SEOUL, April 5 (Yonhap) — South Korean units of three foreign carmakers posted a 24 percent on-year drop in their domestic sales in the first quarter of the year, suffering the worst performance since the 2009 financial crisis, industry data showed Monday.
From January to March, GM Korea Co., Renault Samsung Motors Corp. and SsangYong Motor Co. — the Korean units of General Motors Co., Renault S.A. and Indian carmaker Mahindra & Mahindra Ltd. — sold a combined 43,109 vehicles in the domestic market, down from 56,549 units a year earlier, according to the companies’ sales data.
The three carmakers’ first-quarter performance marks the worst quarterly domestic sales result since they reported 47,045 units in the first quarter of 2009, the data said.
A prolonged pandemic and lack of new models are widely expected to further drive down their sales this year.
Debt-laden Ssangyong filed for court receivership in December, as it struggles with snowballing debts amid the pandemic.
A court-led restructuring process for SsangYong is set to begin as early as this week as U.S. vehicle importer HAAH Automotive Holdings Inc., the sole potential investor, didn’t submit a letter of intent to acquire the carmaker.
Renault Samsung has yet to sign a wage deal with its union for the year of 2020 and suffers from a lack of new models to boost sales, among other problems.
GM Korea has reduced production at its No. 1 Bupyeong plant in Incheon, just west of Seoul, since February due to a lack of semiconductor chips. Renault Samsung and SsangYong said an extended chip shortage will affect their vehicle production as well.
Their exports rose 6.2 percent to 87,602 autos in the first quarter from 82,508 units a year ago.
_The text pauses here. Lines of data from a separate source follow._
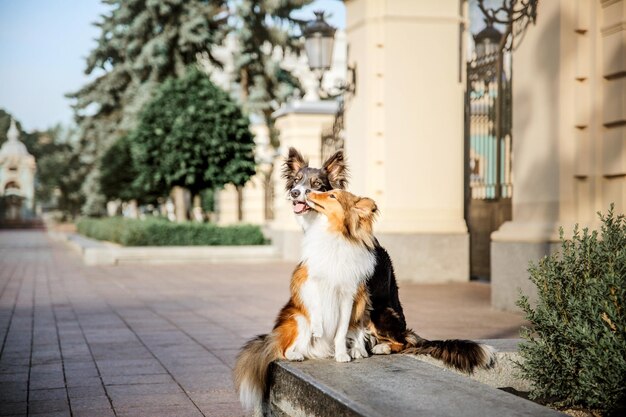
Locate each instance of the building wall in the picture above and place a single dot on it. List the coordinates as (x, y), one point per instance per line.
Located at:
(404, 130)
(569, 145)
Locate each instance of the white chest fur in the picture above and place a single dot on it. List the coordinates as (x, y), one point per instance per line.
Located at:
(333, 260)
(336, 267)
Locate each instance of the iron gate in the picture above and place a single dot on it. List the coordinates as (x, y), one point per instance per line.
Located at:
(488, 185)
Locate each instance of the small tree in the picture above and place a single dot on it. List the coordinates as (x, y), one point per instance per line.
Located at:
(575, 351)
(118, 174)
(192, 135)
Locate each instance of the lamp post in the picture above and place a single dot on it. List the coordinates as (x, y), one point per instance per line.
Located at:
(319, 40)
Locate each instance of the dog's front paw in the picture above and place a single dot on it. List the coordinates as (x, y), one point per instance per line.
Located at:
(358, 353)
(317, 330)
(294, 356)
(342, 357)
(381, 349)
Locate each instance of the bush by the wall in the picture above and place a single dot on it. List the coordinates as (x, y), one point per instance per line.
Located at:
(575, 351)
(157, 232)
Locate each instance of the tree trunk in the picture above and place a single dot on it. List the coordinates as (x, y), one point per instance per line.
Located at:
(240, 203)
(198, 214)
(268, 186)
(179, 195)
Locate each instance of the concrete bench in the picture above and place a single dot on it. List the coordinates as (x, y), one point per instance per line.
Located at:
(384, 386)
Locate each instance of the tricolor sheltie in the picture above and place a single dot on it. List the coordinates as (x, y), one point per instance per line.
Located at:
(329, 300)
(388, 331)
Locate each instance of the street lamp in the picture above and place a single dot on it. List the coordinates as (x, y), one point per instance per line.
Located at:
(319, 39)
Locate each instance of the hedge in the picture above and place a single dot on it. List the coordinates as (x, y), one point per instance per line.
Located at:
(575, 351)
(158, 232)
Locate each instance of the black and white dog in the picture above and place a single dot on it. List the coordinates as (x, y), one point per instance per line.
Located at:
(388, 332)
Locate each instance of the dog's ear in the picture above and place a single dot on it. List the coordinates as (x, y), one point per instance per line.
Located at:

Meanwhile, the country’s five automakers that include Hyundai Motor Co. and Kia Corp. sold a combined 1.82 million units in the first quarter, up 7.4 percent from 1.69 million in the year-ago period.
The global chip shortage looks set to affect carmakers’ vehicle production in the second quarter and their earnings results.
Carmakers are readjusting their vehicle production volumes while competing with electronics companies to get more chips to minimize output reduction.
Hyundai plans to suspend production at its No. 1 plant in Ulsan, 414 kilometers southeast of Seoul, from April 7-14 due to parts shortages.